Chocolates might be a perennial favourite, but Anderson tellsSmartCompanysales can suffer on hot days.
“The problem with Valentine’s Day for us is that I think three out of every four Valentine’s Days is 40 degrees,” Anderson, who founded the company in 2001 with German chocolatiers Manfred and Erica Kolerg.
“Valentine’s Day for us is dependent on the weather, but if the weather’s good it really is a good day for us. It seems to be a last-minute kind of thing, where people come out and buy a present for their partner or the boss might go out and buy a present for the girls in the office,” says Anderson, whose company turns over about $8 million a year in total.
“They’ll go for the substitute product if it’s a hot day, like the flowers. We’ve had some years where if it has been really hot our sales will just be like a normal day.”
According to IBISWorld, chocolate’s popularity as a Valentine’s Day gift is in decline, with it expected to drop 7.1% this year to $90.9 million. However, it forecasts premium chocolates should still sell well, which is good news for smaller specialist companies like Hahndorf’s.
In the lead up to Valentine’s Day, Anderson checks in with Hahndorf’s 13 stores across Melbourne, of which four are company owned and nine are franchised.
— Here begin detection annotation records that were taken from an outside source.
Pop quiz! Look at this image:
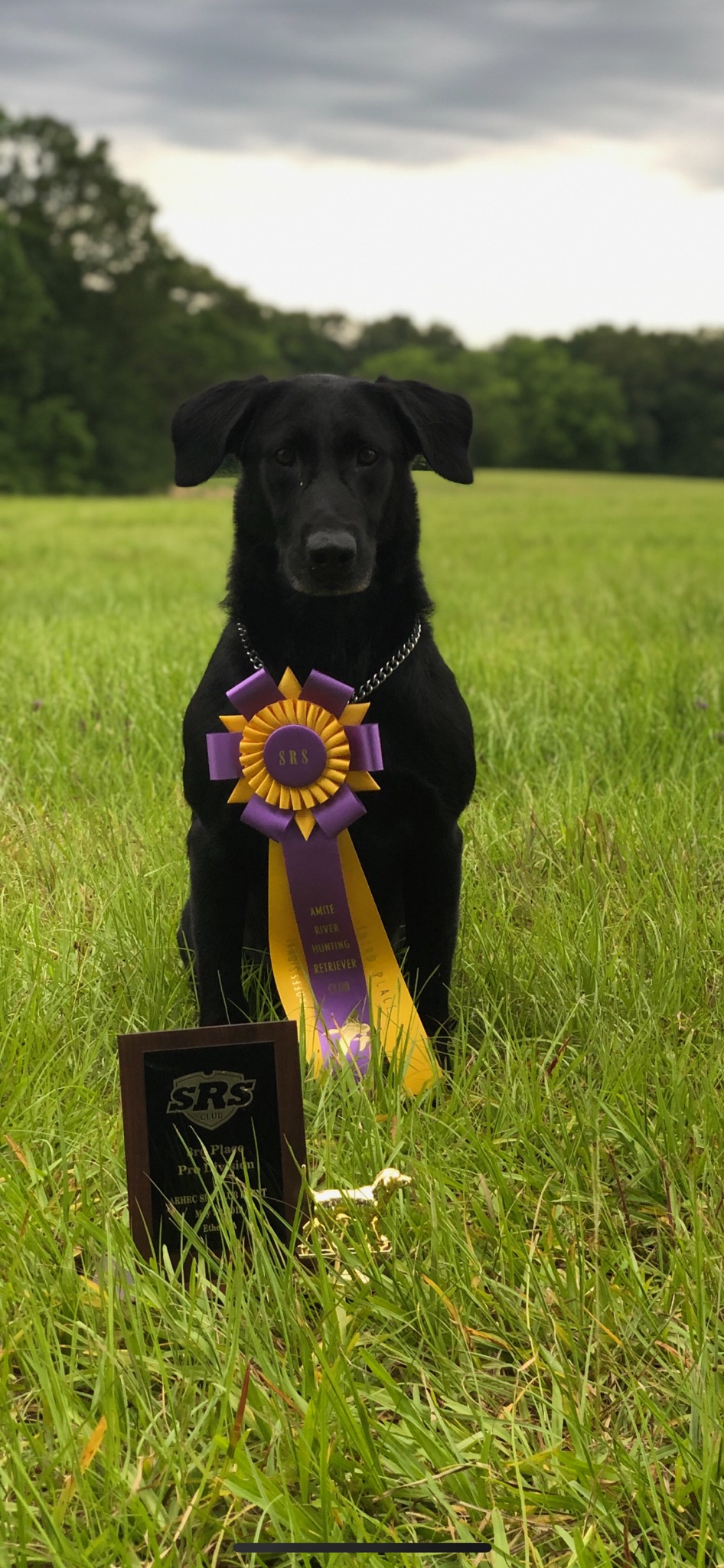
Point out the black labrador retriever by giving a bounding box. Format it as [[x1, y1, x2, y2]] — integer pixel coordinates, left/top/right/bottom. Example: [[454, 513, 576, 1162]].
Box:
[[172, 374, 475, 1058]]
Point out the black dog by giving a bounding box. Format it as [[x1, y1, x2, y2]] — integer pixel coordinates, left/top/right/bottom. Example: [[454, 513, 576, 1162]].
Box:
[[172, 374, 475, 1054]]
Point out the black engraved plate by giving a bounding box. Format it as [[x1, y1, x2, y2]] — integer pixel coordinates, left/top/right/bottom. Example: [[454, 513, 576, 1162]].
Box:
[[119, 1024, 305, 1261]]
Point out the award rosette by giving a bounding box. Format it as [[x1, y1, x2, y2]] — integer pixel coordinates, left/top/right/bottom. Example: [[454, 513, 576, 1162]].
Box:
[[207, 668, 439, 1095]]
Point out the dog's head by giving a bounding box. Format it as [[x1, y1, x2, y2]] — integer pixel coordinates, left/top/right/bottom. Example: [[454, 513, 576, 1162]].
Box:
[[172, 374, 473, 596]]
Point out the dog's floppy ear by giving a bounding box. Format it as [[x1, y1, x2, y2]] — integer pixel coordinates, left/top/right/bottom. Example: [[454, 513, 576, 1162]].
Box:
[[376, 377, 473, 485], [171, 377, 268, 486]]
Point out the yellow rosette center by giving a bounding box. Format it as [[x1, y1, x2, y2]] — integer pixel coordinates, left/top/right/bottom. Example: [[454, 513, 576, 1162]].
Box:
[[238, 697, 350, 831]]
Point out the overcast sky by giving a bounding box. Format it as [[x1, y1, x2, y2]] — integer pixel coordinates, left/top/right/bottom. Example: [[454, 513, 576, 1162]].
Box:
[[0, 0, 724, 344]]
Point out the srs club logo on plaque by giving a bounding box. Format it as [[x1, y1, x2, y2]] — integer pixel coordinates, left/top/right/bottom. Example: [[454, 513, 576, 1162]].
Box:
[[166, 1070, 257, 1128]]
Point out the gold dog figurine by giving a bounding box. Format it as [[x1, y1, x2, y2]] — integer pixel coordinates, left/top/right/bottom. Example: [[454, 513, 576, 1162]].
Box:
[[298, 1165, 413, 1279]]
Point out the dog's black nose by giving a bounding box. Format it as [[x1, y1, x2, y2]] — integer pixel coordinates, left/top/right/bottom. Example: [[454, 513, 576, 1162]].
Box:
[[307, 528, 357, 573]]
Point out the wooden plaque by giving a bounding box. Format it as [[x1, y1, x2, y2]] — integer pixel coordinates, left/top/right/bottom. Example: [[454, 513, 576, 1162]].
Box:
[[118, 1022, 307, 1264]]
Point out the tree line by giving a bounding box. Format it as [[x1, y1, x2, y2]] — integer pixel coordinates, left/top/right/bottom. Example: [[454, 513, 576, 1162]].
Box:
[[0, 113, 724, 494]]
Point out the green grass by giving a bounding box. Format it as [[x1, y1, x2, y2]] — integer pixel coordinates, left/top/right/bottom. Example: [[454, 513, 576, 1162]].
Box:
[[0, 473, 724, 1568]]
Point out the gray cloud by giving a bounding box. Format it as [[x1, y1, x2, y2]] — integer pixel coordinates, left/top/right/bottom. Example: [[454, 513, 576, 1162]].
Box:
[[0, 0, 724, 181]]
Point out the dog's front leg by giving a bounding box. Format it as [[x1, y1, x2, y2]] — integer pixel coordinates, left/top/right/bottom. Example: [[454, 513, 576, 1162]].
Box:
[[182, 817, 249, 1024], [404, 818, 462, 1058]]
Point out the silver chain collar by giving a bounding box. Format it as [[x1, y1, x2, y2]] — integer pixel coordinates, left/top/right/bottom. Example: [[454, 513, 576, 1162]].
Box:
[[236, 616, 422, 703]]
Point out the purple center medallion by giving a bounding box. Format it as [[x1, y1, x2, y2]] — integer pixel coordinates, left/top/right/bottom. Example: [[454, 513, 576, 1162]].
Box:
[[263, 724, 328, 789]]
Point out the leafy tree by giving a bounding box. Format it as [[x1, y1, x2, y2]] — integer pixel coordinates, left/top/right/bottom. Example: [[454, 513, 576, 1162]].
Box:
[[570, 326, 724, 475], [356, 344, 522, 467], [498, 337, 630, 469], [0, 220, 94, 492]]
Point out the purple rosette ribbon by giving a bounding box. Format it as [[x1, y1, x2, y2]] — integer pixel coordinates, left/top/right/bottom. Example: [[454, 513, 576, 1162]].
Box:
[[207, 669, 383, 1077]]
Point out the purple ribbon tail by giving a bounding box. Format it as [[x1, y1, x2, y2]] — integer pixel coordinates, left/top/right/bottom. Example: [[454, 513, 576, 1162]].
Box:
[[241, 795, 295, 844], [299, 669, 354, 718], [207, 729, 241, 779], [226, 669, 282, 718], [344, 724, 383, 773], [311, 784, 367, 839], [282, 825, 370, 1077]]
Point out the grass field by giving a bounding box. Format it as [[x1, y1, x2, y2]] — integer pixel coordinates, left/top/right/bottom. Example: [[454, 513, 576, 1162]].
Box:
[[0, 472, 724, 1568]]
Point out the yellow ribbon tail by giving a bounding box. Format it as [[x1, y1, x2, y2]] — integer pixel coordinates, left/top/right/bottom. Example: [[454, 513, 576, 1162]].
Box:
[[269, 829, 440, 1095]]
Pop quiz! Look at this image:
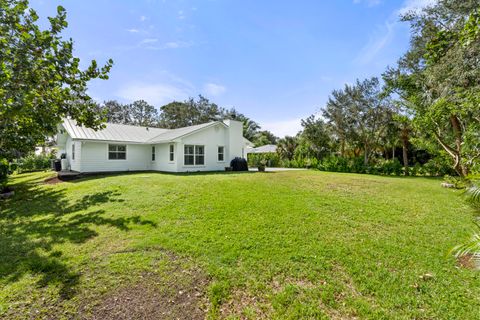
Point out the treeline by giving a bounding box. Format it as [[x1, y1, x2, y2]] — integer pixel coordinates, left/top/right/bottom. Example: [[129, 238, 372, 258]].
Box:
[[98, 95, 278, 146], [262, 0, 480, 177]]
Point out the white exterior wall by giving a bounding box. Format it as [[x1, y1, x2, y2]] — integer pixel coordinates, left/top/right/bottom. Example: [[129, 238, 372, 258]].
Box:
[[224, 120, 247, 163], [65, 137, 82, 172], [61, 120, 245, 172], [177, 124, 231, 172], [77, 141, 152, 172], [150, 143, 178, 172]]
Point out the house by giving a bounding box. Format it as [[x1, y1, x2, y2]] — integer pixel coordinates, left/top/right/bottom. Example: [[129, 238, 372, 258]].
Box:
[[245, 144, 277, 154], [56, 119, 249, 173]]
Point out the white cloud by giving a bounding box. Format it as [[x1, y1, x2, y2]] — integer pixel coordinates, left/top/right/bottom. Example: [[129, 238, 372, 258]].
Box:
[[178, 10, 185, 20], [140, 38, 158, 44], [163, 41, 193, 49], [203, 83, 227, 96], [354, 0, 436, 64], [117, 83, 189, 107], [355, 21, 397, 64], [398, 0, 437, 15], [260, 118, 302, 138], [353, 0, 382, 7]]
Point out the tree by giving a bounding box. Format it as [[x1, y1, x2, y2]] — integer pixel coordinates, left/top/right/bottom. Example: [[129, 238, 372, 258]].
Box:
[[384, 0, 480, 176], [160, 95, 225, 129], [0, 0, 113, 159], [224, 108, 260, 141], [100, 100, 131, 124], [252, 130, 278, 147], [323, 77, 392, 165], [159, 101, 197, 129], [277, 136, 298, 160], [129, 100, 158, 127], [300, 115, 333, 159]]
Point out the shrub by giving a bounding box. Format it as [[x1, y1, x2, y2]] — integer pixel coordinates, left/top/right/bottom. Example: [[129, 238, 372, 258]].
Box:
[[375, 158, 403, 176]]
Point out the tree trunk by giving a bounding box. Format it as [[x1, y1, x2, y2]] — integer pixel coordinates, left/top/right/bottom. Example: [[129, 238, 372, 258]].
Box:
[[402, 129, 409, 176], [450, 114, 468, 178], [363, 143, 368, 166], [435, 114, 468, 178]]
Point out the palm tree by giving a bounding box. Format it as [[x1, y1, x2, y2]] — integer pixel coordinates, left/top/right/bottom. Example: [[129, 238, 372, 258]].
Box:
[[453, 184, 480, 267]]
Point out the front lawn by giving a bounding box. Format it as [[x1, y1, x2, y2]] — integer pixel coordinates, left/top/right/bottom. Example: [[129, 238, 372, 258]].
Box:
[[0, 171, 480, 319]]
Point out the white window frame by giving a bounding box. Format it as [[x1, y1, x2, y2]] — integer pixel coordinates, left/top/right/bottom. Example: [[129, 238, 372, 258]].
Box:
[[107, 143, 127, 161], [168, 143, 175, 163], [183, 144, 205, 167], [217, 146, 225, 162]]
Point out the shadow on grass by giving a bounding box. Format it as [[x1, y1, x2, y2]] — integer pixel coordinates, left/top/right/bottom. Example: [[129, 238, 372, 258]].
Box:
[[0, 181, 156, 299], [68, 171, 256, 183]]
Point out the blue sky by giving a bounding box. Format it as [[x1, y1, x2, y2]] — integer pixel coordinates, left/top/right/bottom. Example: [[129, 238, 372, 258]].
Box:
[[31, 0, 430, 136]]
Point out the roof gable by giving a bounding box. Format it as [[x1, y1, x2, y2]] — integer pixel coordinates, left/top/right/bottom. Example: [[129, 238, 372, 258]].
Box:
[[62, 119, 227, 143]]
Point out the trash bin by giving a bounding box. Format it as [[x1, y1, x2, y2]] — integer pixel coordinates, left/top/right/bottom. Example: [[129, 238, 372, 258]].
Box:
[[53, 159, 62, 171]]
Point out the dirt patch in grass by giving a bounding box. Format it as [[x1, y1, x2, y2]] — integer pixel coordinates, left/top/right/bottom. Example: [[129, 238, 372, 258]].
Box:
[[84, 274, 207, 319], [80, 250, 209, 320], [220, 289, 273, 319], [457, 254, 480, 270]]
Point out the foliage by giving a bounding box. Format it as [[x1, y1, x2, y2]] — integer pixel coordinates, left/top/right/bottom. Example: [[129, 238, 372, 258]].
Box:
[[295, 115, 334, 159], [323, 77, 392, 165], [277, 136, 298, 160], [0, 0, 113, 160], [0, 158, 10, 193], [252, 130, 278, 147], [453, 181, 480, 262], [384, 0, 480, 176]]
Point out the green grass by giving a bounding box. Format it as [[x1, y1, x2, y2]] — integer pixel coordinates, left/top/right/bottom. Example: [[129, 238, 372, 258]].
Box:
[[0, 171, 480, 319]]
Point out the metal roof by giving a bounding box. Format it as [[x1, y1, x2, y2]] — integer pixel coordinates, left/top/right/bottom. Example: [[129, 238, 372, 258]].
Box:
[[148, 121, 226, 143], [246, 144, 277, 153], [62, 119, 226, 143]]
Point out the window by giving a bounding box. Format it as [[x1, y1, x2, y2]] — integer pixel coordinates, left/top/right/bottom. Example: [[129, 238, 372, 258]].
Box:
[[184, 145, 205, 166], [169, 144, 175, 162], [217, 146, 225, 162], [108, 144, 127, 160]]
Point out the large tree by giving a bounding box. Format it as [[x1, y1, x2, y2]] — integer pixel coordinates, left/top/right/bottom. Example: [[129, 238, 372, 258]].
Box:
[[384, 0, 480, 176], [160, 95, 224, 129], [0, 0, 113, 158], [300, 115, 334, 159], [323, 77, 392, 165], [99, 100, 131, 124], [130, 100, 158, 127], [252, 130, 278, 147]]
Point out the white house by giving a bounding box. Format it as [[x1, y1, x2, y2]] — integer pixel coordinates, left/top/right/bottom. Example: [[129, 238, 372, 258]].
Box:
[[57, 119, 249, 173]]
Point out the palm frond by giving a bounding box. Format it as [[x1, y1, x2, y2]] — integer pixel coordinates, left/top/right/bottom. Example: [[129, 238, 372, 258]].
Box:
[[453, 233, 480, 258]]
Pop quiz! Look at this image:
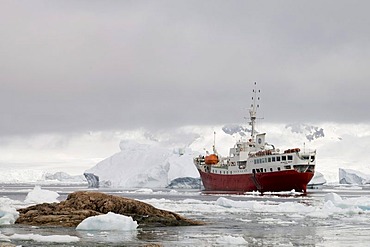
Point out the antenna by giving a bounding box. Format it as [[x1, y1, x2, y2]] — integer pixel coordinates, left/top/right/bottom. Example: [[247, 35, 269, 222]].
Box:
[[249, 82, 261, 138], [213, 131, 217, 154]]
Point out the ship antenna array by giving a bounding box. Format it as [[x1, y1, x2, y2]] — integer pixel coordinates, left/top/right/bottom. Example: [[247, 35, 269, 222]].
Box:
[[249, 82, 261, 138]]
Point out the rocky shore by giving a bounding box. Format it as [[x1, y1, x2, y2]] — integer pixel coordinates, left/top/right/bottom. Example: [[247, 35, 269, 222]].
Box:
[[15, 191, 202, 227]]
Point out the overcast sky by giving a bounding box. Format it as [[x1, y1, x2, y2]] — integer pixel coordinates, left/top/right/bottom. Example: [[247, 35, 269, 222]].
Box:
[[0, 0, 370, 135]]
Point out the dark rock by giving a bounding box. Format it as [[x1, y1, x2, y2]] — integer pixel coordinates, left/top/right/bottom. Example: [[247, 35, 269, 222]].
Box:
[[166, 177, 201, 189], [15, 191, 202, 227]]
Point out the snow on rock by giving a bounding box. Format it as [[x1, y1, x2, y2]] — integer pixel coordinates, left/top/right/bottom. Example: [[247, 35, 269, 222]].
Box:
[[84, 172, 99, 188], [85, 140, 199, 188], [308, 171, 326, 186], [325, 193, 370, 211], [216, 236, 248, 246], [44, 172, 86, 183], [0, 233, 80, 243], [24, 185, 59, 204], [339, 168, 370, 185], [167, 177, 201, 189], [76, 212, 138, 231]]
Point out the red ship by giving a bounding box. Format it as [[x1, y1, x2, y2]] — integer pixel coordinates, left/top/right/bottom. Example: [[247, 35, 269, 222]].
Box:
[[194, 84, 316, 193]]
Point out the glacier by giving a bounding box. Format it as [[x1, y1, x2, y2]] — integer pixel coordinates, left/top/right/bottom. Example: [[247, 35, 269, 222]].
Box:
[[339, 168, 370, 185]]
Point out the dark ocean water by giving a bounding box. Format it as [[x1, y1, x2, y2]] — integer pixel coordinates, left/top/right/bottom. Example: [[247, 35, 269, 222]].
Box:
[[0, 184, 370, 246]]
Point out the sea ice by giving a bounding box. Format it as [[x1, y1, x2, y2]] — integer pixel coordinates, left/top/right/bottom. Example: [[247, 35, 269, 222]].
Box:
[[0, 233, 80, 243], [24, 185, 59, 204], [76, 212, 138, 231]]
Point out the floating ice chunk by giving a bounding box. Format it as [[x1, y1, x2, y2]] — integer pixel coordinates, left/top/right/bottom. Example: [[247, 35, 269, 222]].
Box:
[[216, 236, 248, 246], [0, 233, 80, 243], [24, 185, 59, 203], [0, 201, 19, 225], [76, 212, 138, 231], [325, 193, 370, 211]]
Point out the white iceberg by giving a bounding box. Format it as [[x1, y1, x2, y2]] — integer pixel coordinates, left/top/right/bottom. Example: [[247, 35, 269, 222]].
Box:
[[339, 168, 370, 185], [76, 212, 138, 231], [85, 141, 199, 188], [0, 233, 80, 243], [308, 171, 326, 187], [24, 185, 59, 204], [0, 198, 19, 225]]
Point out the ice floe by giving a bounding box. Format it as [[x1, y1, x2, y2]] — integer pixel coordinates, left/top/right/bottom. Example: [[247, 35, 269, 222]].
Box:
[[24, 185, 59, 204]]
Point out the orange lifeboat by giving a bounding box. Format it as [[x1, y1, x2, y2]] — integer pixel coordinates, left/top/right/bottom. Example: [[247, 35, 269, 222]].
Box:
[[204, 154, 218, 165]]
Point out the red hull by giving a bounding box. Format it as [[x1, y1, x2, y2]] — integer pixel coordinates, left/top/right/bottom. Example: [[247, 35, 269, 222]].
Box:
[[199, 170, 314, 192]]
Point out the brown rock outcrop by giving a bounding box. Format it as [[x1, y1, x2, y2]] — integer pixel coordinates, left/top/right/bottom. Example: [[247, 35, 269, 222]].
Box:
[[15, 191, 202, 227]]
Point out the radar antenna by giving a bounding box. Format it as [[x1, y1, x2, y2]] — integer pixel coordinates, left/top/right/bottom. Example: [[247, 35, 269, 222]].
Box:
[[249, 82, 261, 139]]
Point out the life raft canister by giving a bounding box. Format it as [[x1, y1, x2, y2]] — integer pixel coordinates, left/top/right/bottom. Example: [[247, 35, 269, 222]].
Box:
[[204, 154, 218, 165]]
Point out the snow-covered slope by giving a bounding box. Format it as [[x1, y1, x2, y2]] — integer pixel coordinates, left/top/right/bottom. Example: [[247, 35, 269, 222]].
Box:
[[86, 140, 199, 188]]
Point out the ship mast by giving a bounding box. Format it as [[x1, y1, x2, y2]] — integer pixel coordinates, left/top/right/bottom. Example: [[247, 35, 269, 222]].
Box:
[[249, 82, 261, 139]]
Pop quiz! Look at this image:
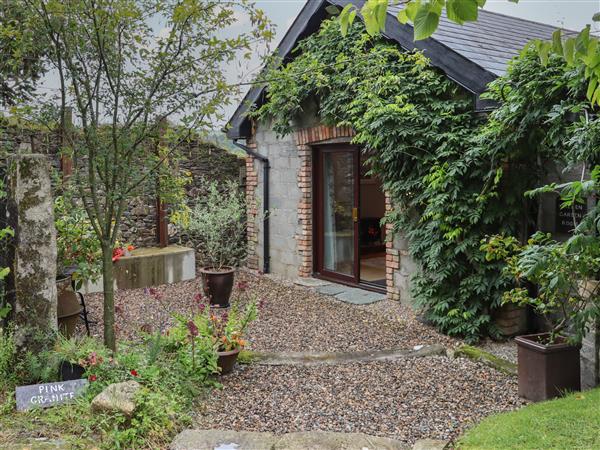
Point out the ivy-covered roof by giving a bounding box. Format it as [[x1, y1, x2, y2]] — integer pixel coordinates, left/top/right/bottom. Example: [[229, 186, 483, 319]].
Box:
[[420, 6, 556, 75], [227, 0, 556, 139]]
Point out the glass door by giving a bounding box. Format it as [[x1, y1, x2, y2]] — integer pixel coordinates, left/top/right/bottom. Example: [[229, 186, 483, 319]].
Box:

The company’s factory in Kilsyth supplies all its stores, while the prep and presentation work is mostly done in the individual stores.
“We tailor the shops to Valentine’s Day and we do a lot of chocolate boxes and hampers, all those kind of things, red and white hearts. We don’t change our products much from what we normally do; we just really decorate it as if it is for Valentine’s Day.”
He says customers know they will get quality chocolates, so the focus is very much on presentation.
“I’d say about 70% of people buying chocolate are guys buying for girls rather than the other way around.
“I think the prevailing mentality of guys is ‘I don’t care what’s inside the box, I know the chocolate’s good, just make sure the box looks good’. Things like making sure the cellophane is right and the ribbons are right and the boxes look right are really important for us.
“They just want that kiss and chocolate’s a good way to get it.”